Access the Video Interview Here: TigerGraph & The Graph Database
Hi, I'm Mike Matchett with Small World Big Data, and today we're gonna talk about one of my favorite topics, which is graph databases. I've got TigerGraph here, and we're gonna talk about what their new graph database, although it's not that new. But what they do that's different than other graph databases you've heard about. And if you don't know anything about graph databases, now is the perfect time to start looking at them and figuring out what they can do for you.

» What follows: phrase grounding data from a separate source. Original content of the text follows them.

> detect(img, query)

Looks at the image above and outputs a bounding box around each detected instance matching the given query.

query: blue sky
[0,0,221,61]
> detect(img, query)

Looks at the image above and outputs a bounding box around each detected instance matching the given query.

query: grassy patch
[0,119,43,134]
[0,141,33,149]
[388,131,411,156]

With that, let me introduce Todd Blaschka, who's the COO of TigerGraph. Welcome.
- Alright, so, first there are open source graph databases. There are other graph databases. Before you even get into what a graph database is, why did TigerGraph enter the database market? Because there's like 40 operational databases out there. Why did you guys do this?
- We entered the database market, we started the company in 2012. And when we looked and surveyed the market, there was not a graph database that was native to support massively parallel processing. So in the world of MPP, could be able to handle large data sets very fast, from data ingestion to data access, there was no other graph database on the market that could support what we felt was going to be a big data revolution. And now we're seeing a big data revolution. And so we launched the company publicly just about a year ago. And it took 5 years for us to develop this technology.
- Right, because graph database is kind of an interesting concept, but it's not at all what relational databases are. So let's just step back a little bit, for those people who aren't familiar with graph. And, in a thumbnail, talk about what a graph database does. And what I'd like to say, I mean you can give us your impression. I have to say is I think of that Kevin Bacon Six Degrees of Freedom game, social game we all play, where a friend of a friend of a friend of a friend, and if you try and do that kind of data analysis in relational database, it'll choke. Almost at any size. But a graph database, that's a natural, native kind of question to ask. What friends do I have within Six Degrees of Freedom would be something a graph database could handle usually pretty well? How would you sort of describe it for enterprises? What do they get out of it?
- Yeah, I think for enterprises, all the users are used to using technologies like LinkedIn, Facebook, AlleyPay. When you look at the evaluation of these companies, we're looking at trillions of dollars. All those companies have one thing in common; they're a graph database. They're using this to find the connectedness and the meaning of the connected data in order to drive revenue. So when you think about that, how can I apply this technology that they developed by themselves, as a proprietary technology, how can enterprises leverage this for their own business value and business gains? And that's where graph is coming into market with enterprises because they have their data that's been locked in silos or they brought into data lakes, now they're asking the questions, "How do I bring this data together? How do I bring together this data in a meaningful way, that I could get deeper insights that I couldn't see, two, three, four degrees of separation, and also drive much deeper business outcomes?" When that can be cross-sell/up-sell opportunities, because you know your customer better. It could also be from an anti-fraud point of view. These are things that companies have already been working on, invested millions and millions of dollars from across the board. But they're now looking at , "Well, what new technologies can help us get this deeper insight and better outcomes of the data that we have?"
- And go more directly at it. As you said that, I was thinking, "Well, Google, with their page rank, is really a big graph database company. Facebook is a big social graph database company." I mean, everybody that's done something new is really talking about "how do I look at the chain of relationships between things?"
- And then, as you were saying that, I was also thinking, "Look, if I create a business app in the last 10, 15 years, I do a query here to this database and I pull in some relationship. And I do a query there, to some other relationship. But if I'm really clever, a third database, and pull in a relationship. And in my app, I kind of hard-code those things together and give it back to the user." But a graph database could connect all those things together. And when you said "big data", I start thinking of, like, "Well, in big data, you know people are building data lakes and stuff now." So do you guys enter into that spot? What's your play there?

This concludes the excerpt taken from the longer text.